- The Lumpy airship at the UConn Storrs campus, 1975

General information
- Type: Airship
- National origin: United States of America
- Manufacturer: University of Connecticut
- Status: retired
- Number built: 1

History
- First flight: 1975

= UConn Lumpy =

American non-rigid airship

The UConn Lumpy was a blimp designed, built, and flown by students at the University of Connecticut in 1975.

==Design and development==
The airship was built by five University of Connecticut engineering students as part of their Engineering Design Project class at the university, with Associate Professor Kurt Marshke acting as their faculty advisor. As part of the process, the students built a 9.2 ft proof-of-concept model, to vet the design and the control mechanisms.

The gondola was made from aluminum tubing, with the pilot located near the front and the engine sited towards the rear.
The envelope was sewn together using green surplus government issue parachutes, and contained three 25 ft diameter weather balloons filled with helium. The ill-fitting appearance of the envelope led to the craft being named Lumpy. The airship was powered by a 15 hp snowmobile engine, that had been salvaged from an earlier student project.

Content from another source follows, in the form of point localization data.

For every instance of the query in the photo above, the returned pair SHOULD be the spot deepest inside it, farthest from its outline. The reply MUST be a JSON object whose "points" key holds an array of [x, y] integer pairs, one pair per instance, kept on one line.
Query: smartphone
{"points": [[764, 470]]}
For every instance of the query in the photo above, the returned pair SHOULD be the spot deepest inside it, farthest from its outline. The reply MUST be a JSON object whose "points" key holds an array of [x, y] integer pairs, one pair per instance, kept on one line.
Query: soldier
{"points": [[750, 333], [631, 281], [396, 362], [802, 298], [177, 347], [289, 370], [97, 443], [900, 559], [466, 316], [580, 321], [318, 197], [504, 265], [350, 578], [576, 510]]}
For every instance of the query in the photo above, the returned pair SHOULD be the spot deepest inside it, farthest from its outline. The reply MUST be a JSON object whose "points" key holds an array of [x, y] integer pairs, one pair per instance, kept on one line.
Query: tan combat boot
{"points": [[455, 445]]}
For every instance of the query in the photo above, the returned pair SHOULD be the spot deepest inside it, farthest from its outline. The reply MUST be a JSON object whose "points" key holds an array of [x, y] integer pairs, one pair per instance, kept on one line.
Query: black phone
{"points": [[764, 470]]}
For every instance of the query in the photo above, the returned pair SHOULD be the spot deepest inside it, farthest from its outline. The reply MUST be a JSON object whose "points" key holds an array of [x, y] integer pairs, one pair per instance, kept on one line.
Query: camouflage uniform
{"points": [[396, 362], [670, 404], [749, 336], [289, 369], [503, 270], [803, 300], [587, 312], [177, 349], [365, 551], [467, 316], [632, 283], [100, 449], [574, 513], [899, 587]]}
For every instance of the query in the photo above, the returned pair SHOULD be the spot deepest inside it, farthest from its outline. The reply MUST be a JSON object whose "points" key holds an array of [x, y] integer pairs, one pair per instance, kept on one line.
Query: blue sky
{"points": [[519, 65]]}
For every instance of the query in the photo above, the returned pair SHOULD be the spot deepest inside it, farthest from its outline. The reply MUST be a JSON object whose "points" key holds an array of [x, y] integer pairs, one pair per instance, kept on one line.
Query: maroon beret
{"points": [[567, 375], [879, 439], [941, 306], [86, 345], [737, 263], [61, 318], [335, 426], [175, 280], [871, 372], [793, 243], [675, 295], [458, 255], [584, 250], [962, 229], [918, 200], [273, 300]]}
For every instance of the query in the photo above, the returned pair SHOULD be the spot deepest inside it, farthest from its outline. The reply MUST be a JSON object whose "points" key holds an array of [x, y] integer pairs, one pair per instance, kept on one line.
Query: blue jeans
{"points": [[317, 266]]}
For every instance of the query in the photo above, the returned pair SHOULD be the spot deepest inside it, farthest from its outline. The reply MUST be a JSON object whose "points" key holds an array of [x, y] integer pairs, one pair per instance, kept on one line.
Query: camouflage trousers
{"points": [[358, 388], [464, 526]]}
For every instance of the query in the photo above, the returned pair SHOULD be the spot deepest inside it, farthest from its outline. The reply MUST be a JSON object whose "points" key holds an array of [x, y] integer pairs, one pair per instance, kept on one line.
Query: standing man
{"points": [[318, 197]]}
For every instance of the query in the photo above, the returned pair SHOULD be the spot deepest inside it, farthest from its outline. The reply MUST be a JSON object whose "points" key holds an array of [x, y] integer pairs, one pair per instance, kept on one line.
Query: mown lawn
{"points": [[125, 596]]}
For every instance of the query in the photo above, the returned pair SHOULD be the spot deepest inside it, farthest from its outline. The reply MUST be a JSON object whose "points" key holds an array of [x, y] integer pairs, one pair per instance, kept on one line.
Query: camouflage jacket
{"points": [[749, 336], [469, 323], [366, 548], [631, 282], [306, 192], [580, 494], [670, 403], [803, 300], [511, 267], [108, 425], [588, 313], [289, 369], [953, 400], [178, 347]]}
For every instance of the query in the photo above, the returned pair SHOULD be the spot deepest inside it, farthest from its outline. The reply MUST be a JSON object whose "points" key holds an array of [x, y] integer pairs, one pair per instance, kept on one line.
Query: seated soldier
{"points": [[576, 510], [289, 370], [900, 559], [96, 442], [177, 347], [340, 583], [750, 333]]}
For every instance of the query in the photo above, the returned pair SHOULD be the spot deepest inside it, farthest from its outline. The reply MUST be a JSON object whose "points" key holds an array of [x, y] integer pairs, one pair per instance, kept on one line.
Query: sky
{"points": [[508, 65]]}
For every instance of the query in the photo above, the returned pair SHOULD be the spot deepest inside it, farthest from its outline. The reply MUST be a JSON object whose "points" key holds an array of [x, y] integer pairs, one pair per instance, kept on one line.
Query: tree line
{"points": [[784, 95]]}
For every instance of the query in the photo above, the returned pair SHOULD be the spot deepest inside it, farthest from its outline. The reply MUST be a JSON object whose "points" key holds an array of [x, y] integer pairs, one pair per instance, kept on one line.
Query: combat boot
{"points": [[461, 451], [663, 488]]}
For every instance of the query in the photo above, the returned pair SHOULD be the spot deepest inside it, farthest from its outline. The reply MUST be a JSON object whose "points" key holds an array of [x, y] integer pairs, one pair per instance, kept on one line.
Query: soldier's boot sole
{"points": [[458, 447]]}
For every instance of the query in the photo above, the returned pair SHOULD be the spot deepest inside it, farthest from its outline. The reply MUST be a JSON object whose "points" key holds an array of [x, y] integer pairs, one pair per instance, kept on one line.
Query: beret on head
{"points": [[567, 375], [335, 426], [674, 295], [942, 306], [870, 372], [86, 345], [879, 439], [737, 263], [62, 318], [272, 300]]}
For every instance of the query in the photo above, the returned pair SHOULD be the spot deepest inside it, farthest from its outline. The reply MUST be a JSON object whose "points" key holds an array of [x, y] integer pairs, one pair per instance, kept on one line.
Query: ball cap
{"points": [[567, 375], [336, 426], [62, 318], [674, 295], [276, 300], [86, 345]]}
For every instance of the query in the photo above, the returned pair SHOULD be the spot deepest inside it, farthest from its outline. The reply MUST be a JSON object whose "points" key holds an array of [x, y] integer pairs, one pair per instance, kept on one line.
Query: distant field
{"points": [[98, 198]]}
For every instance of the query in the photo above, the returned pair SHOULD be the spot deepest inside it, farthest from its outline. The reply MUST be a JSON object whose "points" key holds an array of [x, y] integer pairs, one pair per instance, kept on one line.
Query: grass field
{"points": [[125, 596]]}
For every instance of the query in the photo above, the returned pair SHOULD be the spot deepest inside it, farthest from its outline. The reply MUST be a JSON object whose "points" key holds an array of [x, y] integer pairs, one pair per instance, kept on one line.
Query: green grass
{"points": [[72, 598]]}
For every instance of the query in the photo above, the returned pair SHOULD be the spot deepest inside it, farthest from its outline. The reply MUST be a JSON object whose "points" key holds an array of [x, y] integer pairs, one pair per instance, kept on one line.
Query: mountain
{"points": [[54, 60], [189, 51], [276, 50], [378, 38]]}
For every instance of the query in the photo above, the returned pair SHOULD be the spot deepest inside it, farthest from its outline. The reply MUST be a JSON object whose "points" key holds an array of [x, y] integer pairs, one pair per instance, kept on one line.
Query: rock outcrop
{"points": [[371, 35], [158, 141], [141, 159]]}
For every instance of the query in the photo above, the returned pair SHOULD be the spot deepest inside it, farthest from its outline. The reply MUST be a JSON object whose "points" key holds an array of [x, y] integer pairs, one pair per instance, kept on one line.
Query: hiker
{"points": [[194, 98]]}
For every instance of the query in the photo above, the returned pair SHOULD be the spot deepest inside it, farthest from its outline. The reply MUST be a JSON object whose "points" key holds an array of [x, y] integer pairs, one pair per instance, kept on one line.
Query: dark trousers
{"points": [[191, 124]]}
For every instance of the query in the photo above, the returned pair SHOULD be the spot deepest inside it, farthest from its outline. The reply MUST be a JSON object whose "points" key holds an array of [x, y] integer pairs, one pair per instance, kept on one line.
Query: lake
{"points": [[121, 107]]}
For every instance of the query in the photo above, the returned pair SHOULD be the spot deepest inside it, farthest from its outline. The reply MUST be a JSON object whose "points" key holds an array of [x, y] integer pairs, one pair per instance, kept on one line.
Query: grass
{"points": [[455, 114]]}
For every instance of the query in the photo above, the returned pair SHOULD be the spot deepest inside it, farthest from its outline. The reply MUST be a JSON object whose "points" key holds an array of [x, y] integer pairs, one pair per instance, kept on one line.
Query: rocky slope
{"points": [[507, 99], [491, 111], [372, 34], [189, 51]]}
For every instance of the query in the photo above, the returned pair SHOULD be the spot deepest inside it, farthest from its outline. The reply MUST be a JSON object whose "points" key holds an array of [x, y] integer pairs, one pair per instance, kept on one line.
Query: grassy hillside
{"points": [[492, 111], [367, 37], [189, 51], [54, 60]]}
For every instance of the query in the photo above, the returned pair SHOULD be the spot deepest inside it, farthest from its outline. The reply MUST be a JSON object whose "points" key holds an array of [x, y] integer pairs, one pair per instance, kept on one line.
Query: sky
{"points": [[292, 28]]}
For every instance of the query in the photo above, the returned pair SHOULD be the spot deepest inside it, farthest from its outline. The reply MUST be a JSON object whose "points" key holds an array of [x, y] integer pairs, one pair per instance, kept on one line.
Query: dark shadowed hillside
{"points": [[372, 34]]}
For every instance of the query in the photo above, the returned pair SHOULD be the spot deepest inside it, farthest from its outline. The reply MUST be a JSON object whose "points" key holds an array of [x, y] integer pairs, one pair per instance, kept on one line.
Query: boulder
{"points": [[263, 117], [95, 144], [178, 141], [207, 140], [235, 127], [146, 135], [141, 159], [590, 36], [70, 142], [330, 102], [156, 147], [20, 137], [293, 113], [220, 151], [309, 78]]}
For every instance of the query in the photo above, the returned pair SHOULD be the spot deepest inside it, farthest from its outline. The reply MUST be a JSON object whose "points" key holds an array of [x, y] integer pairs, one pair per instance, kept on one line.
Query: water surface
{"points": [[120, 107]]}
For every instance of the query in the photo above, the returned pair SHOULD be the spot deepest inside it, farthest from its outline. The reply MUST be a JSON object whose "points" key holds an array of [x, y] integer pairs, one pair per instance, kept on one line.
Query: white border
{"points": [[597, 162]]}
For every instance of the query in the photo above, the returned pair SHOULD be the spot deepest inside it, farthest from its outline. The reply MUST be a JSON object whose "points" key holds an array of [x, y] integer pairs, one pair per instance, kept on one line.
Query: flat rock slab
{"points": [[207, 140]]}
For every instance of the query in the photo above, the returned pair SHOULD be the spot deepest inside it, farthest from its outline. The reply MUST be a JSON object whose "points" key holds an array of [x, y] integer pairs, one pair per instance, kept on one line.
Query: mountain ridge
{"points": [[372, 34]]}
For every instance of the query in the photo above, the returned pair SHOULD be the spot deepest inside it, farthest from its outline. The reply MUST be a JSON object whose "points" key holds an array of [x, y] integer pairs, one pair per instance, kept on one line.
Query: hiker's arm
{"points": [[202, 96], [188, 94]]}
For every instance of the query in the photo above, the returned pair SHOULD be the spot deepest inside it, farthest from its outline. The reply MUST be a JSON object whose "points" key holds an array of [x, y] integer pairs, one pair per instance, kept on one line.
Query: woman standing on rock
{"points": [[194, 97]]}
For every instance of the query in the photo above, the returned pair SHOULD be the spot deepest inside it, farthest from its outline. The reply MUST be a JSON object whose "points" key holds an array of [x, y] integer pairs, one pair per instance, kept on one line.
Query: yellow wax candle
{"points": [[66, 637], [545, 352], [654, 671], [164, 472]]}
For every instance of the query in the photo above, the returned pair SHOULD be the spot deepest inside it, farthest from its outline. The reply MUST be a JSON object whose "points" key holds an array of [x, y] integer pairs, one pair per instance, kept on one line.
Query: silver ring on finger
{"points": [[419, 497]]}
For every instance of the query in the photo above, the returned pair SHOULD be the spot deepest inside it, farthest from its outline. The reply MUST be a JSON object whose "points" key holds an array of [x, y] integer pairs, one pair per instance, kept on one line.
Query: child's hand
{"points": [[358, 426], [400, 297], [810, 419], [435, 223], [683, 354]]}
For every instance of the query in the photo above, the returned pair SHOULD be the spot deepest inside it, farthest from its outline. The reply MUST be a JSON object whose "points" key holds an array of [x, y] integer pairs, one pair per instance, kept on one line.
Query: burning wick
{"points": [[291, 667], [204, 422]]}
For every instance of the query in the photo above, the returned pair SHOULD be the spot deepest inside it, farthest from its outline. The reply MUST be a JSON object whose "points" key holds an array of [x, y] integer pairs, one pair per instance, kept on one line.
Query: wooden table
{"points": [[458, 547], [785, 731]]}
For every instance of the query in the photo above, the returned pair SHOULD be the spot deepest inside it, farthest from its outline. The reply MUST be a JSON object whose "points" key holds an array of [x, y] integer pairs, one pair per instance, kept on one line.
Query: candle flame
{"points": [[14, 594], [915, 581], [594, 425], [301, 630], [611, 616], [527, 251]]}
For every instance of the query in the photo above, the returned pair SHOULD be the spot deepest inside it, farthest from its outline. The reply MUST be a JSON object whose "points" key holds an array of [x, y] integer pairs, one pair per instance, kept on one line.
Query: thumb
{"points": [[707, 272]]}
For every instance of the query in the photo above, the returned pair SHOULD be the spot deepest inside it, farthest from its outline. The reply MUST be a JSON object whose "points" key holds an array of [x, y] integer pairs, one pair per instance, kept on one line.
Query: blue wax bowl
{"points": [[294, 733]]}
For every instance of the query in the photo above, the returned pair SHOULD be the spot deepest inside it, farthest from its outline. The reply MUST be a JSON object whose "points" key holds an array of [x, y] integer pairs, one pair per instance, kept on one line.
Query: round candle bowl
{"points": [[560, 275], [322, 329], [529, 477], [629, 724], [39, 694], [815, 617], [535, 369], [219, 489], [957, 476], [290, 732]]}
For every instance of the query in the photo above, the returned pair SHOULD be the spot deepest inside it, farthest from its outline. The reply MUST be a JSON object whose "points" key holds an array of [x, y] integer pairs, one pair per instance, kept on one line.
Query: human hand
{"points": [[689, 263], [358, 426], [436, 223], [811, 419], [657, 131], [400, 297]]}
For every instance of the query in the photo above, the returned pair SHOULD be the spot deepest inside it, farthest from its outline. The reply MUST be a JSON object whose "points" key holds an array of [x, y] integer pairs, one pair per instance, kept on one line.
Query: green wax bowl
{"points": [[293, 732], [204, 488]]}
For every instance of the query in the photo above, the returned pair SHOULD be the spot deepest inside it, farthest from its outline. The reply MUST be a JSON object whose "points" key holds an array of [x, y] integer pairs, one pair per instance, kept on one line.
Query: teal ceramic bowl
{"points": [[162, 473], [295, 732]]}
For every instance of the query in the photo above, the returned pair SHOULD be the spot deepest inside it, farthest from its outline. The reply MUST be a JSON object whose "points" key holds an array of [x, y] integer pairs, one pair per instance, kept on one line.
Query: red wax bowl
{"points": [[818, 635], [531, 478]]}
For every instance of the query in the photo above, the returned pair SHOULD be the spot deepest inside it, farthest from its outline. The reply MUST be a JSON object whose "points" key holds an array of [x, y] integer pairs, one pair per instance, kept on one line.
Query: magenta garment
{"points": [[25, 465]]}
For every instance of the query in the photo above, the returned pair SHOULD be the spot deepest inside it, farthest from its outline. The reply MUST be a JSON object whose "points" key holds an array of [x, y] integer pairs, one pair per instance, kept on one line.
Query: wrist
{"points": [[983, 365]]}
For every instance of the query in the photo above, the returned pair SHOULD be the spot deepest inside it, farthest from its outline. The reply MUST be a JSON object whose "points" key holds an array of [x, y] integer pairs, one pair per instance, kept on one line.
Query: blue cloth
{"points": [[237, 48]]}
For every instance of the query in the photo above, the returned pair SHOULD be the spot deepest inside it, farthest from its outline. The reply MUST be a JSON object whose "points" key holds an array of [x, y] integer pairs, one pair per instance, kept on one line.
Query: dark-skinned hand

The craft was fitted with an elevator, but not a rudder.

==Operational history==
The Lumpy flew on Saturday, 24 May 1975 at the university's Storrs campus' soccer field. To abide by FAA regulations, a 500 ft tether was attached to the airship. Student Robert S. Meshako acted as pilot for the initial trials, with the other students later having turns at the controls. The airship reached a maximum altitude of 100 ft.